Mit einem neuen Zollpaket will die Europäische Union ihre Abhängigkeit von Düngemitteln aus Russland und Belarus verringern. Ziel ist es, die eigene Produktion im Binnenmarkt zu stärken und zugleich Einnahmequellen auszutrocknen, die indirekt den Krieg in der Ukraine finanzieren. Am 22. Mai stimmte das EU-Parlament mit breiter Mehrheit für die Einführung höherer Einfuhrabgaben auf bestimmte landwirtschaftliche Produkte und Dünger aus diesen Ländern.
Neben Düngemitteln betreffen die neuen Regelungen auch bislang zollfreie Waren wie Zucker, Essig, Mehl und Futtermittel aus Russland. Für diese Produktgruppen gilt künftig ein Zuschlag von 50 Prozent auf den bisherigen Einfuhrwert. Damit folgt das Parlament der Linie der EU-Kommission, die entsprechende Maßnahmen vorgeschlagen hatte.
Düngemittel aus Russland und Belarus unterliegen ab sofort einem kombinierten Zollsatz. Zum einen wird ein prozentualer Satz von 6,5 Prozent auf den Warenwert fällig, zum anderen ein fester Betrag von 40 bis 45 Euro pro Tonne. Dieser Festbetrag soll bis Ende 2026 gelten. Ab 2027 steigt die Pauschale deutlich an und soll bis zum Jahr 2028 auf 430 Euro pro Tonne anwachsen.
Im vergangenen Jahr hatte der Import von Düngemitteln aus Russland laut der Nachrichtenagentur Reuters um ein Drittel zugenommen. Die EU-Kommission sieht in dieser Entwicklung ein wachsendes Abhängigkeitsverhältnis, das sowohl ökonomische als auch geopolitische Risiken birgt. Vor allem in Krisenzeiten könne Russland diesen Hebel nutzen, um Druck auf den europäischen Markt auszuüben.

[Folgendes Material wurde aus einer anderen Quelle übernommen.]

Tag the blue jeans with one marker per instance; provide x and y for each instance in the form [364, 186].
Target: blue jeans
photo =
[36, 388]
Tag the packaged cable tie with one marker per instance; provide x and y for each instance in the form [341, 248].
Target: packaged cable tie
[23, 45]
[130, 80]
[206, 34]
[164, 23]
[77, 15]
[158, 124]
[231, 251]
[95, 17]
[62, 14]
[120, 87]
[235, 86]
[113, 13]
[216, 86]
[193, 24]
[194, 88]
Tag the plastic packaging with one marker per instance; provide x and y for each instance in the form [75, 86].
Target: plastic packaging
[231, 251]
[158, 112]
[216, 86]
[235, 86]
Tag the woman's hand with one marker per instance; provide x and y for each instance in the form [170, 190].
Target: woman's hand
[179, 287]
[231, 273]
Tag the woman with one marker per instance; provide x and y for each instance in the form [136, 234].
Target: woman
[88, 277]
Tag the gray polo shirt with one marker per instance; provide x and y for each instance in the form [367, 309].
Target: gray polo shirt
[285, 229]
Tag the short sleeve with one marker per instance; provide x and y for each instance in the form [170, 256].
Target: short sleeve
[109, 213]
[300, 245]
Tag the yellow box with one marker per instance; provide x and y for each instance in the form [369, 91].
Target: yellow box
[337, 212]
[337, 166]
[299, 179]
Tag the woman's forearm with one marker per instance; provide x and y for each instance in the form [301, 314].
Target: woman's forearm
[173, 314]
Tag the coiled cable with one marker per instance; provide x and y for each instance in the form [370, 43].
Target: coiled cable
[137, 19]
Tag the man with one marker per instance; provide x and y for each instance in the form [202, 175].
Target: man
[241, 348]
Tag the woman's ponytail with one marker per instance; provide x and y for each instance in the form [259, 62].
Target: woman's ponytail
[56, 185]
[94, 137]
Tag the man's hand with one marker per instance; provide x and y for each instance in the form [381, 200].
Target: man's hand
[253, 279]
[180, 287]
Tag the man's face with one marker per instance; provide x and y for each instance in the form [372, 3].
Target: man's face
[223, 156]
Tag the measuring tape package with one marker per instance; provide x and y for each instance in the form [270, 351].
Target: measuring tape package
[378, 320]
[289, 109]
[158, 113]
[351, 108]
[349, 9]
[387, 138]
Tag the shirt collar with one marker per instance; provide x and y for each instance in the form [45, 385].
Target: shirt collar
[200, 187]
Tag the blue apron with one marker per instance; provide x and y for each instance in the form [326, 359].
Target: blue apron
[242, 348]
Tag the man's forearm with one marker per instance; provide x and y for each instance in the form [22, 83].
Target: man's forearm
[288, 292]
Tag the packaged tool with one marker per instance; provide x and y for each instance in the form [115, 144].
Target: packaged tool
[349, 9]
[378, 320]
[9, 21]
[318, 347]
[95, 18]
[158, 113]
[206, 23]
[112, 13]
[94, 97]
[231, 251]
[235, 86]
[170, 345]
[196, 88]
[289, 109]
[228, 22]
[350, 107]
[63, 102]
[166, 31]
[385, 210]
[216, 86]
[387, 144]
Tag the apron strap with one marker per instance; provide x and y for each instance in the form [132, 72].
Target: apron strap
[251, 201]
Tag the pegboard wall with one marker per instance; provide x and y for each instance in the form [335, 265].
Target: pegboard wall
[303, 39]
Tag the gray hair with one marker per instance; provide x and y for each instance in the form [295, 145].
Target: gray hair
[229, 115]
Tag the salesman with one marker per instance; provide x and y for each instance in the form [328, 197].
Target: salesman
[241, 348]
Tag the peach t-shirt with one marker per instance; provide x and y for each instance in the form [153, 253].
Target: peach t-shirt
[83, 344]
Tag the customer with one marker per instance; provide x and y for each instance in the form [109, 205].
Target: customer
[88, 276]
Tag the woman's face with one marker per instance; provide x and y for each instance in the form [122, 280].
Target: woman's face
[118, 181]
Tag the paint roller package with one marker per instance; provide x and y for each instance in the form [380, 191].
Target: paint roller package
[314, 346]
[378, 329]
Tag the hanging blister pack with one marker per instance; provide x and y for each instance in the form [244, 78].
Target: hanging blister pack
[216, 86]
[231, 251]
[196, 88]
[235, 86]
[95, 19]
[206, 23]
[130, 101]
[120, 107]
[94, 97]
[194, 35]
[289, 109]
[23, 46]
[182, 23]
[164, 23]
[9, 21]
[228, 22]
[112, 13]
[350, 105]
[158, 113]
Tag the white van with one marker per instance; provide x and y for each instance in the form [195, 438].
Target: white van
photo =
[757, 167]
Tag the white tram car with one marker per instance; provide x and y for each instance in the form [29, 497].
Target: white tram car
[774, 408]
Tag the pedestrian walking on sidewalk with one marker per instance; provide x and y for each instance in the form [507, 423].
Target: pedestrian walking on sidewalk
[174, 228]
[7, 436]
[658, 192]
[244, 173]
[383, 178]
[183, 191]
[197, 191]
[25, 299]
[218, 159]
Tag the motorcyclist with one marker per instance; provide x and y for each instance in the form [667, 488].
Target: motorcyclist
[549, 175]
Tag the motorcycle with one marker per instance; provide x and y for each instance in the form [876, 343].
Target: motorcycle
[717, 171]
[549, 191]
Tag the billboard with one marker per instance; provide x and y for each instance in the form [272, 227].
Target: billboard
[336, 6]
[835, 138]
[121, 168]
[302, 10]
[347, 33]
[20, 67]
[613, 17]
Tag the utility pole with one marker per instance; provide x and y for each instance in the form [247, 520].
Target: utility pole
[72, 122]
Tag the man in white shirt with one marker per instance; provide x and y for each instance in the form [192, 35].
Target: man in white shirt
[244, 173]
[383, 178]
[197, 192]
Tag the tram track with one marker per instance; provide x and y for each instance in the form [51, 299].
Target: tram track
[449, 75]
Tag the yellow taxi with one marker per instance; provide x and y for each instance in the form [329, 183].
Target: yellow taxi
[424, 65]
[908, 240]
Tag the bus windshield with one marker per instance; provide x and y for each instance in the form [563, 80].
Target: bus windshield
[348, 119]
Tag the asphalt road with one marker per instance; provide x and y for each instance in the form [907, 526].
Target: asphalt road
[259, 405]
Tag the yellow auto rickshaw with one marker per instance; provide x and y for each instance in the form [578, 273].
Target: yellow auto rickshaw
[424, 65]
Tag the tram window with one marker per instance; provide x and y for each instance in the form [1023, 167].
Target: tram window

Gleichzeitig fließen durch diese Importe erhebliche finanzielle Mittel in russische Staatskassen. Nach Schätzungen aus Brüssel gelangen täglich rund zwei Millionen Euro aus dem deutschen Agrarsektor in den Kreislauf der russischen Kriegswirtschaft. Die neuen Zölle sollen genau diesen Geldfluss unterbinden.
Die schrittweise Einführung der Zollregelung soll verhindern, dass Russland seine Produkte weiterhin als Einnahmequelle auf dem EU-Markt nutzen kann. Auch Produkte, die nicht direkt aus Russland oder Belarus stammen, aber deren Ursprung zurückverfolgt werden kann, sollen künftig erfasst werden. Die EU erwartet, dass der Import dieser Waren in den kommenden Jahren deutlich zurückgeht.
Ein weiteres Ziel der Maßnahme ist es, die europäische Düngerproduktion wieder konkurrenzfähiger zu machen. Durch die bislang deutlich günstigeren Importe waren heimische Hersteller in eine schwierige Lage geraten. Mit den neuen Rahmenbedingungen soll sich die Wettbewerbsfähigkeit der europäischen Produzenten verbessern.
Um mögliche negative Effekte auf Preise und Versorgungslage zu beobachten, wird die EU-Kommission die Marktentwicklung eng begleiten. Sollten sich durch die Maßnahmen spürbare Auswirkungen auf die europäische Landwirtschaft oder den Binnenmarkt ergeben, behält sich die Kommission gezielte Korrekturen vor.
Bevor die neuen Regelungen endgültig gelten, muss noch der EU-Rat zustimmen. Nach der formalen Annahme wird die Verordnung im Amtsblatt veröffentlicht und tritt anschließend in Kraft.